Referring to media reports about Accountability Court Judges Muahammad Bashir and Muhammad Arshad Malik meeting with DG NAB Rawalpindi on October 4, he said that the meeting was held just as Judge Malik took up NAB’s Al-Azizia & Hill Metal Establishment reference against Sharif and his sons on Friday.
Haris said that it would have been better if such meetings were avoided, especially under the current circumstances.
Meanwhile, Judge Malik maintained that he had summoned Mangi on Wednesday, but he could not spare time to meet him because of his other engagements. The judge said that he had summoned Mangi again on Thursday for discussing some crucial issues, including the remand of the accused.
Surprisingly, Mangi had contended on Thursday that the meeting was a routine one and they had discussed various issues, including the matter of insufficient office space for NAB lawyers in the building which had no air-conditioning unit.
Answering another question, he had said that Panama references had not been discussed during the meeting.
“Panama case is over now.
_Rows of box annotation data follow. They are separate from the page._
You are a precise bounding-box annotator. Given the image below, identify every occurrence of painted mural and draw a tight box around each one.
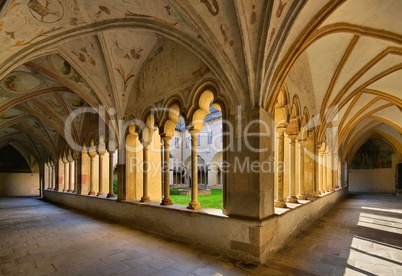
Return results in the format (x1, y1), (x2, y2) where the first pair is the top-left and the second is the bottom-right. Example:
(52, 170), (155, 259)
(352, 139), (394, 170)
(0, 145), (31, 173)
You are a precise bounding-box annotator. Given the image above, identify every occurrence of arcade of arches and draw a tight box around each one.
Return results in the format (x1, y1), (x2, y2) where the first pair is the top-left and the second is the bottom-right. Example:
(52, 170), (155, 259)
(0, 0), (402, 262)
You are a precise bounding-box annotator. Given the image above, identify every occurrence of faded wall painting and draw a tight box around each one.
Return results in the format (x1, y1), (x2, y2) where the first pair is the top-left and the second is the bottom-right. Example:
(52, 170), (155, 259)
(352, 139), (394, 169)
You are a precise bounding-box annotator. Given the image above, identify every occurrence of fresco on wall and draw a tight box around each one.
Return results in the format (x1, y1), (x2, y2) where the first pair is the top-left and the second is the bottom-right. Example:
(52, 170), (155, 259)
(0, 145), (31, 172)
(352, 139), (394, 170)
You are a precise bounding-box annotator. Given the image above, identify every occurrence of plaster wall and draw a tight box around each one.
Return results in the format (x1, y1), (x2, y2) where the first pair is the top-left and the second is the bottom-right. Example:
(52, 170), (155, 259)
(44, 189), (347, 262)
(349, 168), (395, 193)
(0, 173), (39, 196)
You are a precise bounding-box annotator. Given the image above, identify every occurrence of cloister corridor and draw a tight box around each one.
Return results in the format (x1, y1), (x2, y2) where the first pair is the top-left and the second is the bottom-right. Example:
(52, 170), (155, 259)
(0, 194), (402, 276)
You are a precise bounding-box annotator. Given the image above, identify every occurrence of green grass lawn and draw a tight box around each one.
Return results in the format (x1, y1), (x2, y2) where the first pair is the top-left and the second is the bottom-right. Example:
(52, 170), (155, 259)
(170, 189), (222, 209)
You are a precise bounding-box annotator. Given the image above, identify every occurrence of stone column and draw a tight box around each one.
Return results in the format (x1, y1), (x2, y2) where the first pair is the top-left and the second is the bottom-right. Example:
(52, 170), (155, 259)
(274, 127), (286, 208)
(187, 129), (201, 210)
(287, 134), (298, 203)
(88, 139), (97, 195)
(78, 142), (91, 195)
(67, 151), (74, 193)
(97, 135), (106, 196)
(106, 139), (116, 198)
(71, 151), (81, 194)
(62, 154), (69, 192)
(322, 150), (328, 193)
(326, 149), (334, 192)
(50, 161), (56, 191)
(140, 140), (151, 202)
(161, 135), (173, 205)
(318, 145), (325, 194)
(46, 161), (52, 190)
(297, 136), (307, 200)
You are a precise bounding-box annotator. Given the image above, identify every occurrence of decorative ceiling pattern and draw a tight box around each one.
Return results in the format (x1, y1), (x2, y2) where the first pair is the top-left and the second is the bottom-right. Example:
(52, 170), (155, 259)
(0, 0), (402, 166)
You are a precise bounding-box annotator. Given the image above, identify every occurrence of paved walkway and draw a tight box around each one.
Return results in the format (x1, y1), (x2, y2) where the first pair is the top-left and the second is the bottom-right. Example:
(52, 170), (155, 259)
(266, 194), (402, 276)
(0, 195), (402, 276)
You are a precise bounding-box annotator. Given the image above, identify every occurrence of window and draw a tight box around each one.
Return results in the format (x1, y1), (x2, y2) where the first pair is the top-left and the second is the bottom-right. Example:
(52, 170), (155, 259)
(174, 137), (180, 149)
(208, 130), (212, 144)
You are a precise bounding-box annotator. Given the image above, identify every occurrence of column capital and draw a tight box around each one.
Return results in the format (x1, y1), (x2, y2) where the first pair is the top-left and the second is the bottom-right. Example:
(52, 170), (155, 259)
(287, 134), (297, 143)
(188, 128), (201, 138)
(160, 133), (173, 142)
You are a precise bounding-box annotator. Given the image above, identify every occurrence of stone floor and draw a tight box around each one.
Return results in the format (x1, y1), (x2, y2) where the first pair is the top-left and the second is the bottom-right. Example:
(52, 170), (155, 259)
(0, 195), (402, 276)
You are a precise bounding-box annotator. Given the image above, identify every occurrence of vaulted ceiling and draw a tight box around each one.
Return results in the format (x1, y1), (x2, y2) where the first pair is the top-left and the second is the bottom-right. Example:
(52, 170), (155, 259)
(0, 0), (402, 168)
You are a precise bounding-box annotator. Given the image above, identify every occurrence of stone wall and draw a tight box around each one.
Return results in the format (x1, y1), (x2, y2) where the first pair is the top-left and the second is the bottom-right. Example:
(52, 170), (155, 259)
(349, 168), (396, 193)
(44, 189), (347, 263)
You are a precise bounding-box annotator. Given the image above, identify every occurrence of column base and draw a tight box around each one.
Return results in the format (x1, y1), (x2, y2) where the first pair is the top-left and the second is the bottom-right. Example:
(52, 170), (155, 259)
(286, 196), (299, 203)
(187, 202), (201, 210)
(106, 193), (116, 198)
(140, 196), (151, 202)
(161, 198), (173, 205)
(297, 194), (307, 200)
(274, 199), (286, 208)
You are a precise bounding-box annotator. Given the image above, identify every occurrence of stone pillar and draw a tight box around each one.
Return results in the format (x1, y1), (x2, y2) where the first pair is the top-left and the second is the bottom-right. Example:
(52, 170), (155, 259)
(274, 127), (286, 208)
(50, 161), (56, 191)
(187, 129), (201, 210)
(46, 161), (52, 190)
(78, 143), (91, 195)
(88, 139), (97, 195)
(67, 151), (74, 193)
(297, 135), (307, 200)
(318, 145), (325, 194)
(71, 151), (81, 194)
(161, 135), (173, 205)
(222, 107), (275, 219)
(106, 139), (116, 198)
(97, 135), (106, 196)
(326, 149), (334, 192)
(140, 140), (151, 202)
(322, 150), (328, 193)
(117, 146), (127, 201)
(62, 154), (69, 192)
(287, 134), (298, 203)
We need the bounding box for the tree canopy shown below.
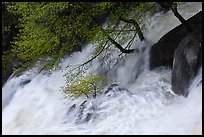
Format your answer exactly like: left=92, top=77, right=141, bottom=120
left=2, top=2, right=156, bottom=73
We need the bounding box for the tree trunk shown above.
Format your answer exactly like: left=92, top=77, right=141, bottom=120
left=120, top=18, right=144, bottom=41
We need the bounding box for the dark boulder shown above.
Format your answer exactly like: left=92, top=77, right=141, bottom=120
left=149, top=11, right=202, bottom=70
left=172, top=27, right=202, bottom=96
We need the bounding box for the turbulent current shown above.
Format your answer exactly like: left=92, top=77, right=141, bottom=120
left=2, top=3, right=202, bottom=135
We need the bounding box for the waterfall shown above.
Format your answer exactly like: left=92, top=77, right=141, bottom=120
left=2, top=3, right=202, bottom=135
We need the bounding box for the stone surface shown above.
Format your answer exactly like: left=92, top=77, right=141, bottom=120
left=172, top=27, right=202, bottom=96
left=149, top=11, right=202, bottom=70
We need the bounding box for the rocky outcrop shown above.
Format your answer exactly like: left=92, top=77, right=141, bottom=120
left=149, top=11, right=202, bottom=70
left=172, top=27, right=202, bottom=96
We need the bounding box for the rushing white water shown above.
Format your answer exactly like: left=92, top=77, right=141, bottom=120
left=2, top=3, right=202, bottom=135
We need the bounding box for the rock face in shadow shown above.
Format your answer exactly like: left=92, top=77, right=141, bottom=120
left=149, top=11, right=202, bottom=70
left=172, top=27, right=202, bottom=96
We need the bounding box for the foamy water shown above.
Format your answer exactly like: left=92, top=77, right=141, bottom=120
left=2, top=3, right=202, bottom=135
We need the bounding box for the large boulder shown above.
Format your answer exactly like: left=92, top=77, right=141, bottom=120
left=172, top=27, right=202, bottom=96
left=149, top=11, right=202, bottom=70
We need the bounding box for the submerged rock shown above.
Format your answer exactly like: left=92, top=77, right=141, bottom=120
left=172, top=27, right=202, bottom=96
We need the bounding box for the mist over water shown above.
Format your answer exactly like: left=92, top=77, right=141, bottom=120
left=2, top=3, right=202, bottom=135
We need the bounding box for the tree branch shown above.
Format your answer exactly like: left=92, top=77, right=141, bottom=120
left=79, top=2, right=134, bottom=53
left=120, top=18, right=144, bottom=41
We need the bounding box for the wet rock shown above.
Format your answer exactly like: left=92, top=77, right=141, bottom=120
left=172, top=27, right=202, bottom=96
left=149, top=11, right=202, bottom=70
left=20, top=79, right=31, bottom=87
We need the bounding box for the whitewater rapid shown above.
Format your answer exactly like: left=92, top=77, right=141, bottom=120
left=2, top=2, right=202, bottom=135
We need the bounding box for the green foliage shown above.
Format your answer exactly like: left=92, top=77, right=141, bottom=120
left=63, top=74, right=107, bottom=98
left=4, top=2, right=159, bottom=74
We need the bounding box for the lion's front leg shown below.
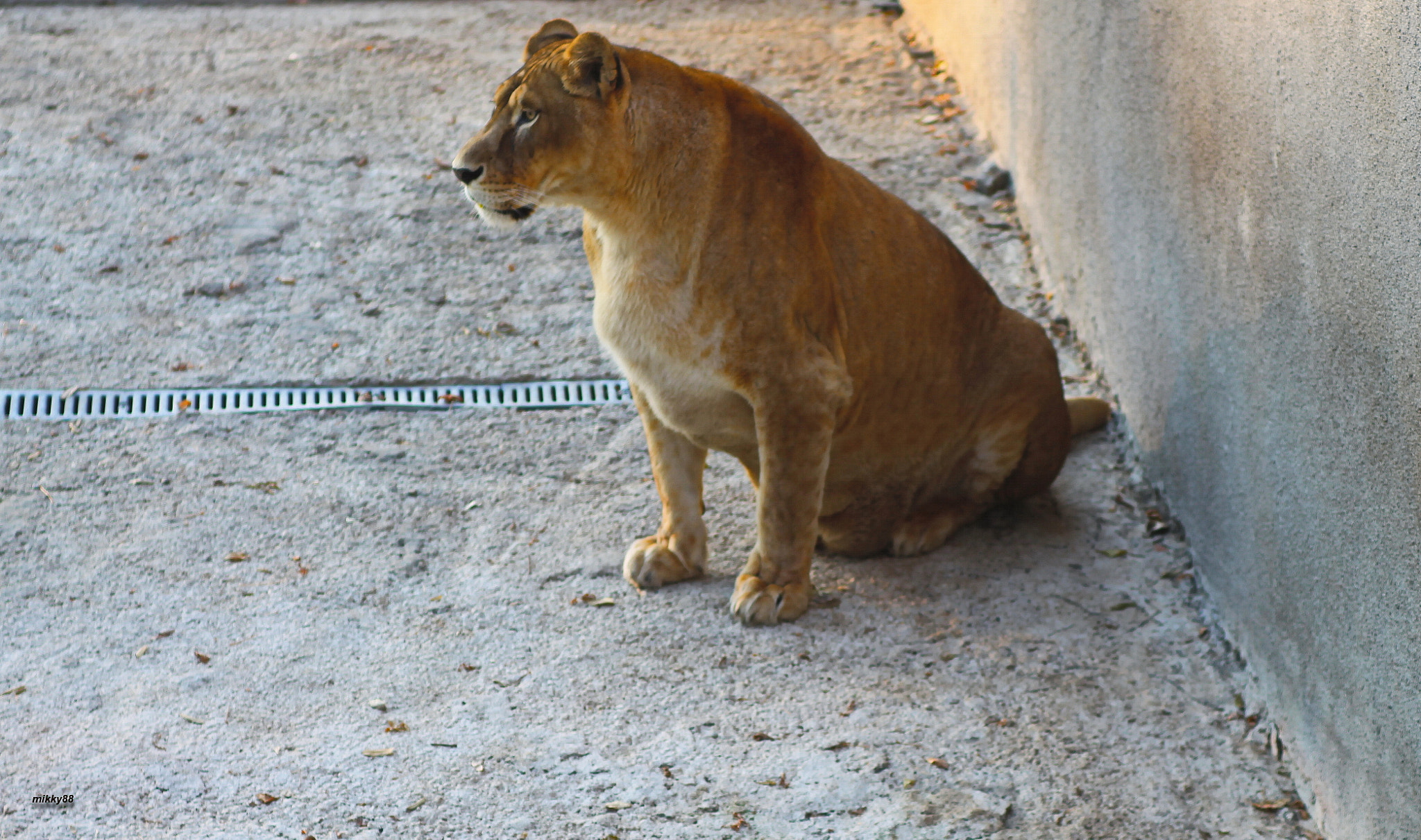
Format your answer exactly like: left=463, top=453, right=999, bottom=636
left=622, top=386, right=706, bottom=588
left=731, top=389, right=834, bottom=624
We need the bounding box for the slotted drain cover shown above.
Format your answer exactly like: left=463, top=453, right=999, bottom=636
left=0, top=379, right=631, bottom=419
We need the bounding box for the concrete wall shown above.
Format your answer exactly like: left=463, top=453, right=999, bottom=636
left=904, top=0, right=1421, bottom=840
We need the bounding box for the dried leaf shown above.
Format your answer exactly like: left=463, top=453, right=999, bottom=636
left=1249, top=796, right=1293, bottom=810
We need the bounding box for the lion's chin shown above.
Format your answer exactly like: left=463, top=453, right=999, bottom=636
left=473, top=202, right=537, bottom=230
We are not even witnesses in the references anymore,” Mangi said in response to another question. “Whatever needs to be done is to be done by the courts,” he had said.
Meanwhile, Haris also complained about the misbehaviour of NAB’s senior prosecutor Muhammad Akram Qureshi, saying that some of his remarks targeting the defence counsel, Ayesha Hamid, were derogatory.
He insisted that the prosecution team should confine itself to legal points instead of passing political remarks.
Later, he continued cross-examining NAB’s investigator in Azizia & HME, Mehboob Alam. During the cross-examination, Haris asked if Mutual Legal Assistance requests had been sent to the UAE and Saudi Arabian.
At one point, Alam admitted that except for questioning Tariq Shafi, he did not record statements of any of other parties about an agreement signed on April 14, 1980, relating to the sale of 25 per cent shares of Ahli Steel Mills.
Sharifs maintained that the proceeds of the sale were invested with the Qatari royal family and later on London flats were bought after arriving at a final settlement with the Qatari royalty in 2006.
Alam also admitted that Muhammad Abdullah Kayed Ahli, who was one of the signatories to the 1980 agreement, had not been associated with the investigation.
Other parties concerned with the agreement had also not been summoned during the investigation.
“I did not make any effort during my investigation to verify the agreement from Pakistan’s consul-general in the UAE,” he conceded.